Vous avez deviné. Comme la fouine, notre agité du bocal génère des dégâts. J’ai cassé ma tasse à café ce matin. Pour combattre ses dommages, il faut boucher tous les orifices par lesquels il pourrait s’infiltrer. Je vous conseille les bouchons d’oreilles, relativement efficaces. Vous en trouverez chez l’épicier du coin. Pour les yeux, un bandeau pourrait faire l’affaire mais il faut renforcer le dispositif. Pétez votre appareil télévisuel. Attention, la bête s’introduit par le moindre petit trou. Resserrez les mailles du filet. Eteignez votre radio. A la librairie, demandez conseil à votre pharmacien qui saura vous prescrire le bon antidote. D’ailleurs, j’ai pris quatre anxiolytiques avant d’écrire ma fulgurante diatribe.

Bref, à défaut de ces quelques précautions d’usage, les nuisances pourraient se transformer en dangers. Vous aurez deviné lesquels.

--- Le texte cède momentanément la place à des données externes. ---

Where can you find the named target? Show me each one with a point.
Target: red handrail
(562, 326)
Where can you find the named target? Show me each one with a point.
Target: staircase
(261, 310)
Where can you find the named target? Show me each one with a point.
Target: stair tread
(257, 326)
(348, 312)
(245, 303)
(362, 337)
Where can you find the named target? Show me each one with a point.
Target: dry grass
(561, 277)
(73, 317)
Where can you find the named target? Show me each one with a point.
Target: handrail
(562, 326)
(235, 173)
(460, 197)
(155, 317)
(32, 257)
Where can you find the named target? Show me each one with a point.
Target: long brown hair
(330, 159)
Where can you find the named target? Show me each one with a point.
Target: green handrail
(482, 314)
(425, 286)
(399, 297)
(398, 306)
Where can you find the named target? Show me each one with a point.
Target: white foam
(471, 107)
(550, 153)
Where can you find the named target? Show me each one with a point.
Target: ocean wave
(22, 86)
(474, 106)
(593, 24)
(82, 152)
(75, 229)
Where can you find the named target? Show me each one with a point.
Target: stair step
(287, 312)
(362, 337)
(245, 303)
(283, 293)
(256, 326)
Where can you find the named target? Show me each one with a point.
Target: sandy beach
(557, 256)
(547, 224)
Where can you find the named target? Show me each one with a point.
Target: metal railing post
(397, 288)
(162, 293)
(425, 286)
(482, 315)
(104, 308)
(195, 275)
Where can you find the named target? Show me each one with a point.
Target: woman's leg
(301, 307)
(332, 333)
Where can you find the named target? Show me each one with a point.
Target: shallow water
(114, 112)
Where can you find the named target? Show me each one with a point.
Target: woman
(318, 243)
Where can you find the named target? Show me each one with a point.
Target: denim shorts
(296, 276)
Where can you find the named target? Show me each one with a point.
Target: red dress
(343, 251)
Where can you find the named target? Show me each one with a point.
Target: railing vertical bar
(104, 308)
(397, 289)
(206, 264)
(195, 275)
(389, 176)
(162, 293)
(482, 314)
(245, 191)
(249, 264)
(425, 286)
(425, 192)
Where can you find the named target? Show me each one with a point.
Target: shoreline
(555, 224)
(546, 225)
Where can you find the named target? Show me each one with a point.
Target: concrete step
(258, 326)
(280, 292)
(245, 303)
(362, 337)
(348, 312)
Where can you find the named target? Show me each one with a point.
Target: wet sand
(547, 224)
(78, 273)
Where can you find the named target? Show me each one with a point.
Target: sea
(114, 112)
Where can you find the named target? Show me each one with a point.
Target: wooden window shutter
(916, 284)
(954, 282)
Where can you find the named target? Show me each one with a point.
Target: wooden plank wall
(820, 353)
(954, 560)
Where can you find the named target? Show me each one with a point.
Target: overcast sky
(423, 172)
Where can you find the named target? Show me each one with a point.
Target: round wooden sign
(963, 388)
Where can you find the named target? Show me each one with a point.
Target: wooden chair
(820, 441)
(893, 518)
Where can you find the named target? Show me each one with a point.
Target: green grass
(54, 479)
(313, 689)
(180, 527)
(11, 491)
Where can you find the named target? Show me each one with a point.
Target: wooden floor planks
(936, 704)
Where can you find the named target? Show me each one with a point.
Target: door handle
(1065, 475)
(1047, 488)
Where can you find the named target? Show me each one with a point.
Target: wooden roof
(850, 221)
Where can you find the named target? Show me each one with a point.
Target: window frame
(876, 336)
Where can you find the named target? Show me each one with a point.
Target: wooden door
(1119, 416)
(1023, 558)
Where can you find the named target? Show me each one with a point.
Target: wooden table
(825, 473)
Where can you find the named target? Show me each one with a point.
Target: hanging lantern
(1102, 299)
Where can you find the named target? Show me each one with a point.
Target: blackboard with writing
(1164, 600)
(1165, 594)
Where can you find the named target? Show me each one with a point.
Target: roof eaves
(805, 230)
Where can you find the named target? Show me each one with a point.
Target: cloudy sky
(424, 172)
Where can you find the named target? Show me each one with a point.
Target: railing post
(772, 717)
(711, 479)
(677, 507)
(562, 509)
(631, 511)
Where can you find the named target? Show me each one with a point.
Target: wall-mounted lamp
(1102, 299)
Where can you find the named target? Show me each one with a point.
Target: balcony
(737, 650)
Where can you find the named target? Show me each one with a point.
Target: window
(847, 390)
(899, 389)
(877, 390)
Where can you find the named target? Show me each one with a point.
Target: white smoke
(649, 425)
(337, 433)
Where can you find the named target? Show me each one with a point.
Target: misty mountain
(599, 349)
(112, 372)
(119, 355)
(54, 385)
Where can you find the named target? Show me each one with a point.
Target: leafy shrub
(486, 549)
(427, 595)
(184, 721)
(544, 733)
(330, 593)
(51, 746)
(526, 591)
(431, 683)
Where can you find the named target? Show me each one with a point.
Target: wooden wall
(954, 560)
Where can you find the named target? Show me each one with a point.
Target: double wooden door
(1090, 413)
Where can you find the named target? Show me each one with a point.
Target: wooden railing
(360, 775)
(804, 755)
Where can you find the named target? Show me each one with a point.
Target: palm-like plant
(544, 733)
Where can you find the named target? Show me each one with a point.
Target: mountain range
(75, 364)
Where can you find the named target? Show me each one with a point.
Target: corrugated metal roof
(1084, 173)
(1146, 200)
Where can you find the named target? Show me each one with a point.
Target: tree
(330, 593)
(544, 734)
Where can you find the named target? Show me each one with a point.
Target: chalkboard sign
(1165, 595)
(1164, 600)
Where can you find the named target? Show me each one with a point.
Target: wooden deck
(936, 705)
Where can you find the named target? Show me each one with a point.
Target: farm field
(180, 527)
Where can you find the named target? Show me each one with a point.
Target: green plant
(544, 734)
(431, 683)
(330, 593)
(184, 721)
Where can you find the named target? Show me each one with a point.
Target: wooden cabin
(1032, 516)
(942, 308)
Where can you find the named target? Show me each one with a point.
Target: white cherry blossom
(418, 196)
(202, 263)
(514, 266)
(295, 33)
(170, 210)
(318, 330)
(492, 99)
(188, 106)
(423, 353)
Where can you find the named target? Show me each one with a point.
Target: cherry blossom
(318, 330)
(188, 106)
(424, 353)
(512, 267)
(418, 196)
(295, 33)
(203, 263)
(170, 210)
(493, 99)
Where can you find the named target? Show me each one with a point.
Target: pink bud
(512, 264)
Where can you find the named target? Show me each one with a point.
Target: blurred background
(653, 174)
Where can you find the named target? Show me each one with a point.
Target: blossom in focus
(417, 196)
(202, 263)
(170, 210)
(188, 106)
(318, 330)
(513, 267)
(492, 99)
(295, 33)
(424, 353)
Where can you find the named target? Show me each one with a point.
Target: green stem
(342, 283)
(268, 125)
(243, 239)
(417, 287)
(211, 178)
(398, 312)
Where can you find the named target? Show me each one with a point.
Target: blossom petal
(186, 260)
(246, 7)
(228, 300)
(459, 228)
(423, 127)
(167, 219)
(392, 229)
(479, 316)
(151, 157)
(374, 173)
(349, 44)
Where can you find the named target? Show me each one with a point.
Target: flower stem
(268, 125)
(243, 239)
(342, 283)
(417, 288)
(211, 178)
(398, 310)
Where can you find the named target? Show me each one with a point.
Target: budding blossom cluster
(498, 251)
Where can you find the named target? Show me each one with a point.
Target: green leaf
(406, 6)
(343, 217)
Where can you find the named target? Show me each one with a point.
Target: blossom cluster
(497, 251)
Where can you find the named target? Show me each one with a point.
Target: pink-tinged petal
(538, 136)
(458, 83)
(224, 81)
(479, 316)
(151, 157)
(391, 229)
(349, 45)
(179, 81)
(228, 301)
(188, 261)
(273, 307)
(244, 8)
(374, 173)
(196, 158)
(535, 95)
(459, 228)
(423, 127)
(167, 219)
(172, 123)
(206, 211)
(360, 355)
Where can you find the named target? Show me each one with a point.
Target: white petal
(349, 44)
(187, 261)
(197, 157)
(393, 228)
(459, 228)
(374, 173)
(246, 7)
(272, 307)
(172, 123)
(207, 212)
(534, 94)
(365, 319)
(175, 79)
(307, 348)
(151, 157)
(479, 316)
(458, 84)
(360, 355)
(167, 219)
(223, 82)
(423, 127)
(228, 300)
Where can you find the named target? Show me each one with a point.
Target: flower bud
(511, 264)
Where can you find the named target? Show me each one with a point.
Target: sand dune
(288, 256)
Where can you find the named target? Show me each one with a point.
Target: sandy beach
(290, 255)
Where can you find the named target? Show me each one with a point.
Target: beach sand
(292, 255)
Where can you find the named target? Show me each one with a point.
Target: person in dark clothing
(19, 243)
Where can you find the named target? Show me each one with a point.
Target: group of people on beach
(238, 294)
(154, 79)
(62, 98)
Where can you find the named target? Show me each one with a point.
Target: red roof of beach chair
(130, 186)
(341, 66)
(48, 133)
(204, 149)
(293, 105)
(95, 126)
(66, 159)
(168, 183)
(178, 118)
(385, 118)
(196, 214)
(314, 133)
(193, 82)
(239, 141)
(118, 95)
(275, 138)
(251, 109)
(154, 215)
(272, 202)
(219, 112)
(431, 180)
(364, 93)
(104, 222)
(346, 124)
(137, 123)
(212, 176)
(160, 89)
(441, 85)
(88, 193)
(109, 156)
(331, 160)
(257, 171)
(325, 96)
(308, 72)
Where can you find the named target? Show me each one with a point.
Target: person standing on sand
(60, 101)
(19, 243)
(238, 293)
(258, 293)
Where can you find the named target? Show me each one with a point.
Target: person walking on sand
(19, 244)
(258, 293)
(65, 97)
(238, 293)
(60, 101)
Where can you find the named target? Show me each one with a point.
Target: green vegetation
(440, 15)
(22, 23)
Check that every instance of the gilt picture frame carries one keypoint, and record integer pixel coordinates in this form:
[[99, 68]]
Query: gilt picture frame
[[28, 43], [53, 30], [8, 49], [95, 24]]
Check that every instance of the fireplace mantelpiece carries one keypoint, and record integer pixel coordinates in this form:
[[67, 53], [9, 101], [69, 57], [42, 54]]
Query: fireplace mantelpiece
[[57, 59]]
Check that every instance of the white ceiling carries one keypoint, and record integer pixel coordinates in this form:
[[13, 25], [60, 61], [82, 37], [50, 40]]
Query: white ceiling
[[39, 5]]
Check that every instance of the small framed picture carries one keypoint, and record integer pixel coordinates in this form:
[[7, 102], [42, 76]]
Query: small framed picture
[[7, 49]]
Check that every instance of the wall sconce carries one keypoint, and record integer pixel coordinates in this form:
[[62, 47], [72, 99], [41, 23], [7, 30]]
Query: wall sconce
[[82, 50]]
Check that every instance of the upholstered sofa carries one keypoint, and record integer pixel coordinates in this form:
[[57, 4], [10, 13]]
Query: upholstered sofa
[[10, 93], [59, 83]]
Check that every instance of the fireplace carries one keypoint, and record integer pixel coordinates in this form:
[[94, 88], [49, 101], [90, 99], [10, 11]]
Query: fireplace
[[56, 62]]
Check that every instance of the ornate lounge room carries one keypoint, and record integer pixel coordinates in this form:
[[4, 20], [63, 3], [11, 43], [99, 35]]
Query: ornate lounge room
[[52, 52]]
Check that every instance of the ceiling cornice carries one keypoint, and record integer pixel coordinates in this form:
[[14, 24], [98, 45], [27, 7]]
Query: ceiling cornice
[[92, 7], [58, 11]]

En cherchant bien, j’ai quand même relevé une divergence de taille entre le mustélidé et le Zébulon à ressort. L’activité du premier est essentiellement nocturne, celle du deuxième n’a pas de limite. De jour comme de nuit il rebondit dans tous les sens. A devenir cinglé ! Il agite ses thèmes favoris comme les marionnettes d’un théâtre où Brutus prendrait le dessus sur Guignol. Oui, il aime la lumière des feux de la rampe qui le lui rendent bien.

En conclusion, nocturne ou pas, les deux sont nuisibles. Alors, au travers de votre bandeau, ouvrez quand même l’œil, mais le bon.

12 réponses sur « Gare aux nuisibles »

Ahaha! Je me suis bien délectée! C’est que ce Z n’est pas à confondre avec « un Z qui veut dire… » mais bien ZOZO!
Je suis moins fan de la conclusion. Il n’y a qu’un nuisible sachant que la fouine est utile, elle ;))
Au plaisir de te lire.

Bonjour Céline..je ne regarderais plus les reportages sur les fouines du même œil et je vais réfléchir à deux fois avant de mettre mon bulletin dans l’urne
Bonne soirée

Sérieux et vraiment poilant ! une brillante description de l’énergumène digne d’une parution dans Charlie Hebdo, et même le Canard Enchainé.
Tu as du te faire plaisir.
Je ne me souvenais plus que la fouine (les si jolies petites bêtes) dégageait une telle puanteur. Mais au moins, elles ne ravagent pas le cerveau des humains irréfléchis.
Encore Bravo !. Tes écris sont de plus en plus captivants, riches en descriptions, profonds.

Tu as raison, je me suis fait plaisir à tailler un beau costard à l’homme à tête de fouine. Et j’en ai appris des choses !!!

Voilà un texte bien rigolo et d’actualité. Il pourrait faire l’édito de la presse local « Le Bien Public » par exemple pour la Côte d’Or ou celui distribué sur Brives.